Monday, July 11, 2011

Shortage of Physicians, APNs, PAs Predicted for 2025

July 11, 2011 — Advanced practice nurses (APNs) and physician assistants (PAs) are frequently touted as the solution to the physician shortage, but there will not be enough of all 3 professionals combined to meet the nation's healthcare needs in 2025, according to a study published in the June issue of the Journal of the American College of Surgeons.

Lead author Michael Sargen, a medical student at the University of Pennsylvania in Philadelphia, and coauthors write that although the United States needs to expand the workforce of these 3 types of "advanced clinicians," healthcare personnel with less training must assume more patient care responsibilities, especially as more Americans gain insurance coverage under the Affordable Care Act.

Right now, the nation fields close to 300 advanced clinicians for every 100,000 Americans. That number is roughly 7% less than needed, based on the demand for services, which the authors extrapolate from healthcare spending. The authors write that if training programs for PAs and APNs — which include nurse practitioners — grow as currently projected while physician residency programs fail to expand, the per capita supply of advanced clinicians in 2025 will resemble the current level.

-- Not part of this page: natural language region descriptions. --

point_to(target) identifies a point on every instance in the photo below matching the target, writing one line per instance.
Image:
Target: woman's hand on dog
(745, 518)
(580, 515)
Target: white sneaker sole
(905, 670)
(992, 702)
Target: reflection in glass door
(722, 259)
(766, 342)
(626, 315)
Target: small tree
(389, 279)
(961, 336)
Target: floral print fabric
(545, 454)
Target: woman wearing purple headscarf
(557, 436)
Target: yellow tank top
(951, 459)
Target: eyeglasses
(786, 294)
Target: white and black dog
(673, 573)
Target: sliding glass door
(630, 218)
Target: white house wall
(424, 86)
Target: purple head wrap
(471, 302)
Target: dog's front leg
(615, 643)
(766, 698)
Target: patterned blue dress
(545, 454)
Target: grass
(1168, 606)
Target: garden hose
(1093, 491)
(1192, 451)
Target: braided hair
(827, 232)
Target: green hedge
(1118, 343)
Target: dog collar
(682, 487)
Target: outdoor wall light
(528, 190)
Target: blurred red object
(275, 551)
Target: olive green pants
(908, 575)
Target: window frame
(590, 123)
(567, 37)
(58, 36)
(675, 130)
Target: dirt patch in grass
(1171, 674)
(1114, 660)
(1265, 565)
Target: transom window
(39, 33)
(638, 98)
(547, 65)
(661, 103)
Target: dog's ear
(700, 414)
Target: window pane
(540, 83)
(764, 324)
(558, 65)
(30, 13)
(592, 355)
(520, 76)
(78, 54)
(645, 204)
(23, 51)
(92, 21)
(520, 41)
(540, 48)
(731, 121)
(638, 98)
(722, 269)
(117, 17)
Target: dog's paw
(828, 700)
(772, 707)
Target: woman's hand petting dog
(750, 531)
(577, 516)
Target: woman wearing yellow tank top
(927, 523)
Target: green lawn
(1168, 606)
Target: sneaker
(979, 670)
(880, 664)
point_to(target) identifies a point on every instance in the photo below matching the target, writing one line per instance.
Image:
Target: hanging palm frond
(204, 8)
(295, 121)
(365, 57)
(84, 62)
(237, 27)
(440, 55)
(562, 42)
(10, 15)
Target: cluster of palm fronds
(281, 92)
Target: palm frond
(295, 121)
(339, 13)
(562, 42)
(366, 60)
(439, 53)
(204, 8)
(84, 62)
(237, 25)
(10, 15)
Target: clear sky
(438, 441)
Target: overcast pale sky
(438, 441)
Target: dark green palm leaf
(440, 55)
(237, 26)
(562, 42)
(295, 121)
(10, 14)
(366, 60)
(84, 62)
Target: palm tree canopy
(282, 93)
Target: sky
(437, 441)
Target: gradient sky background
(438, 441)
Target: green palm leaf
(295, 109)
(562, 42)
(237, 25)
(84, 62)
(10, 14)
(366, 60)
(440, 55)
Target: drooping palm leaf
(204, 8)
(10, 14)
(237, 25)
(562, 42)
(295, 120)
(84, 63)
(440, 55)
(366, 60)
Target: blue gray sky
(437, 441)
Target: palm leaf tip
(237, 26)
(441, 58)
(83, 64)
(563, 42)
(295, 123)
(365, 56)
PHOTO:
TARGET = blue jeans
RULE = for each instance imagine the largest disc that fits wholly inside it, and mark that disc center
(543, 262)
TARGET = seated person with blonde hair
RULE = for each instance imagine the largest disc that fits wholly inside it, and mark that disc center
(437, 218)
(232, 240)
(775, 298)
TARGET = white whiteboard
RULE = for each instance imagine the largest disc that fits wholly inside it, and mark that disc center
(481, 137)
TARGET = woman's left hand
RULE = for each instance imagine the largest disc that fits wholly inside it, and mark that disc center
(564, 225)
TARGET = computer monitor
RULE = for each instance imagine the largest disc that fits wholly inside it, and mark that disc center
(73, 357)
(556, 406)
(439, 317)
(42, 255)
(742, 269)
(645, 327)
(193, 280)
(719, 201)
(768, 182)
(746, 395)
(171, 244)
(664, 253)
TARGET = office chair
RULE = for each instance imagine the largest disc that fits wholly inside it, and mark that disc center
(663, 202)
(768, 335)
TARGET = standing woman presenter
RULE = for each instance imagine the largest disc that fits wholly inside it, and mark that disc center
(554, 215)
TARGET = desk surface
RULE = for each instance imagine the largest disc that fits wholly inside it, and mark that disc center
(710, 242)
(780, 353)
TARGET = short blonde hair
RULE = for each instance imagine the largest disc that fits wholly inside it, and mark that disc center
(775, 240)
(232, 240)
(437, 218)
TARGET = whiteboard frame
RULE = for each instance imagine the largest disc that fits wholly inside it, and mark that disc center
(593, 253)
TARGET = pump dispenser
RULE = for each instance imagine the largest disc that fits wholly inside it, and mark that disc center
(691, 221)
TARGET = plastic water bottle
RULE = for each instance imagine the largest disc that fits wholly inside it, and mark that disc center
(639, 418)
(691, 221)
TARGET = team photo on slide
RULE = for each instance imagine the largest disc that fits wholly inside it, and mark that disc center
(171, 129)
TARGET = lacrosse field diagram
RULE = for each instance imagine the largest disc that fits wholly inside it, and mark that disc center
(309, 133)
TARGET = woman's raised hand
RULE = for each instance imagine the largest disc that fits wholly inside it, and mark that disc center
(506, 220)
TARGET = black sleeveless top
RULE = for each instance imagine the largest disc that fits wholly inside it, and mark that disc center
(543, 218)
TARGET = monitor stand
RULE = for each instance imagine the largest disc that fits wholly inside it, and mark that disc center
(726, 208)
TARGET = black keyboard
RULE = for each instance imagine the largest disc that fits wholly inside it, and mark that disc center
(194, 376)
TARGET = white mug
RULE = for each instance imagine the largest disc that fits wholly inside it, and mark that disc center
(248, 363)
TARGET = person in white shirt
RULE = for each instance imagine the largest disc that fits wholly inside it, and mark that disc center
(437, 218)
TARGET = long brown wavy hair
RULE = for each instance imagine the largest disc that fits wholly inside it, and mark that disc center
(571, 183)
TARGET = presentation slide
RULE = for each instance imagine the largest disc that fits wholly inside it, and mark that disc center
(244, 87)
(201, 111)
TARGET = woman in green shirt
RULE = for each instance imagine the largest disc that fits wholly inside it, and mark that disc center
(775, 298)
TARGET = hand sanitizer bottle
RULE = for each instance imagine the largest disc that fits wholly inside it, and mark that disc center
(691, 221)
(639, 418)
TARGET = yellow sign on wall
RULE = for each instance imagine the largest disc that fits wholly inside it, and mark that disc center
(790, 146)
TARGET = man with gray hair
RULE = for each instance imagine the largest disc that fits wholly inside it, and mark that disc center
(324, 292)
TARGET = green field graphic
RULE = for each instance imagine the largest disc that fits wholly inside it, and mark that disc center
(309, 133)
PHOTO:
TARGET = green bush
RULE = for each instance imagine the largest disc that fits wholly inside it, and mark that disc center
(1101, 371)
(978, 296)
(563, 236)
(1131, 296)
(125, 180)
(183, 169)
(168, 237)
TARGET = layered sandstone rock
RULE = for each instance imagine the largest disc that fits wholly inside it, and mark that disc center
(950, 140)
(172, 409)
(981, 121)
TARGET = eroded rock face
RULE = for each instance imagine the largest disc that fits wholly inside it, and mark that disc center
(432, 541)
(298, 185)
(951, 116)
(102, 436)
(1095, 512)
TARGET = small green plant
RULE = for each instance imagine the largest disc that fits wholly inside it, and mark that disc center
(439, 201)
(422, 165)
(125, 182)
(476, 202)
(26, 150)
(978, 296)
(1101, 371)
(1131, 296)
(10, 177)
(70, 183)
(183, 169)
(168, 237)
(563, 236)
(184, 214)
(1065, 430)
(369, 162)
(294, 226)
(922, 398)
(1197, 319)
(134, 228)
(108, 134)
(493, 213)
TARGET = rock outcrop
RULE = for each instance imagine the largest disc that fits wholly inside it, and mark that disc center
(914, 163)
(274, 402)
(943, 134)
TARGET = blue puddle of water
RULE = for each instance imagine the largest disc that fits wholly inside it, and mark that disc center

However, the workforce of 2025 in this scenario will be 20% less than needed because of burgeoning demand for services. The authors cite government studies that forecast a 65% increase in healthcare spending from 2009 to 2025 based on its historic growth rate of 2.5% above the growth of the gross domestic product (GDP).

The healthcare reform law aims to reduce that growth rate to 1% above GDP, the authors write, but even if reformers hit this target, demand for services will still outstrip the supply of advanced clinicians.

Coauthor Richard Cooper, MD, an authority on physician workforce issues and a professor at the Leonard Davis Institute of Health Economics at the University of Pennsylvania, chalks up the continued rise in spending not only to costly technologies but also to the sheer proliferation of new therapies.

"Research is finding ways to treat diseases that were once untreatable," Dr. Cooper told Medscape Medical News. "We once didn't treat lung cancer. Now we do. We don't treat Alzheimer's disease now, but we will in the future."

"Everyone Should Work to Their Level of Education"

A 20% shortfall in the advanced-clinician workforce in 2025 is the study's worst-case scenario. The nation will more likely face a 15% shortage that year, the authors write, given the pressure to add more first-year slots to residency programs.

The study authors mention several wild cards that were not factored into their analysis but that could aggravate the shortage. Physicians, they write, are working fewer and fewer hours. And all clinicians are increasingly pulled away from patient care by chores such as documenting what they do for the sake of getting paid. These factors could increase unmet demand for advanced clinicians by an additional 10% to 15%, according to the authors.

Wild cards aside, even under the rosiest scenario for advanced-clinician head counts, the nation still "must broaden the spectrum of healthcare workers who can assist in delivering services," write the authors. That means advanced clinicians must learn to delegate responsibilities that can be performed by personnel with less training and to focus on the services that only they can provide, Dr. Cooper told Medscape Medical News.

"Everyone should work to their level of education," he said. "This is easy to talk about when you work in a hospital with a lot of people [to delegate to]," he said. "It's more difficult when you're a solo practitioner."

The need to spread out the work, he predicts, will drive more physicians to join larger, more organized systems, such as hospitals and large group practices.

The authors have disclosed no relevant financial relationships.